Revelation is interesting to read as part of the prophetic tradition. And I think the thing I found most interesting about reading The Bible was all the different traditions embedded within it. Prophets who speak in visions and allegory. Views of God as powerful actor who has chosen out a select people, an actor who rewards Good and punishes Evil, an actor whose approval can be discerned by Success and Failure, even if the successes and failures don't seem to be good and evil. Plus there's a lot of poetry, and a focus on behavior rather than intention or theology. I was extremely aware while reading The Bible that the Bible that I grew up with has been (re)shaped by centuries of reinterpretation that smoothed a lot of rough edges, discarded many elements, and pulled out chunks.

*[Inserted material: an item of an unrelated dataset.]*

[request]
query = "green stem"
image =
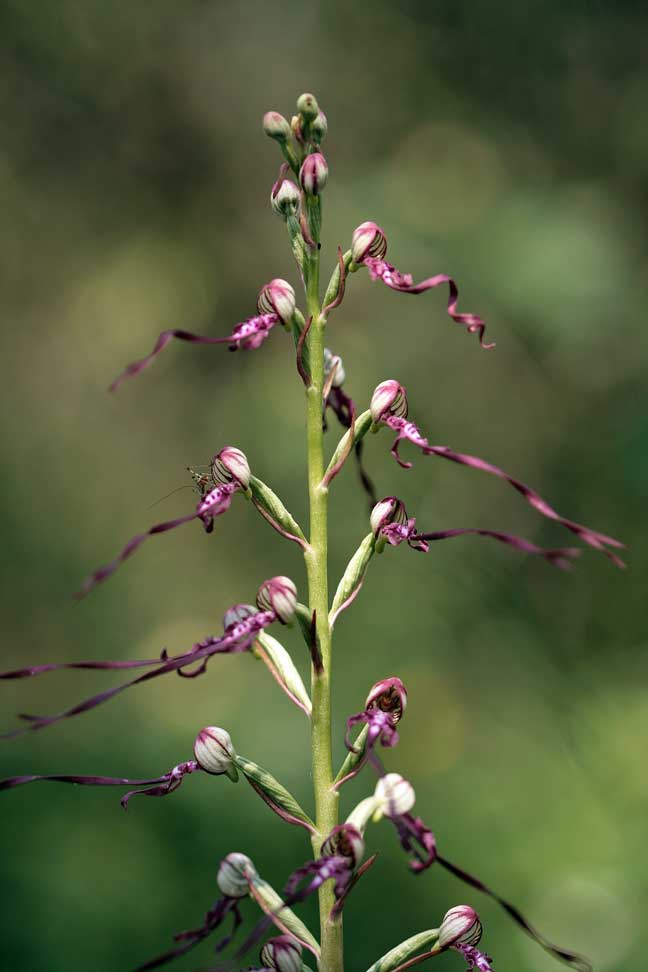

All of which is understandable. Were I part of a tradition that said "this book has to be a focus", I would probably prioritize selective reading, and make it a coherent tradition that agreed with what I wanted it to. And I could totally make of it a coherent tradition. There's one reaction that people have to the internal inconsistency of The Bible where they point out that people who claim to value The Bible aren't following its commands, which is basically a silly game, and like shooting fish in a barrel. There's another reaction where people decide that they're going to "rediscover" or "reclaim" some "original" or "primitive" Church. Which again is kind of silly. It's pretty easy to find whatever you want in The Bible. It's probably also pretty easy to find the opposite.
So now I've read The Bible. I'm curious about some of the traditions and elements I hadn't really been all that conscious of. I'm much more uncomfortable with some elements than I had been. I'm still going to sing Joshua Fit the Battle of Jericho. I'm sure there's a lot I missed, and a lot more to say about it than I saw in my readthrough. But I have a sense of the book as a whole that I didn't 117 days ago.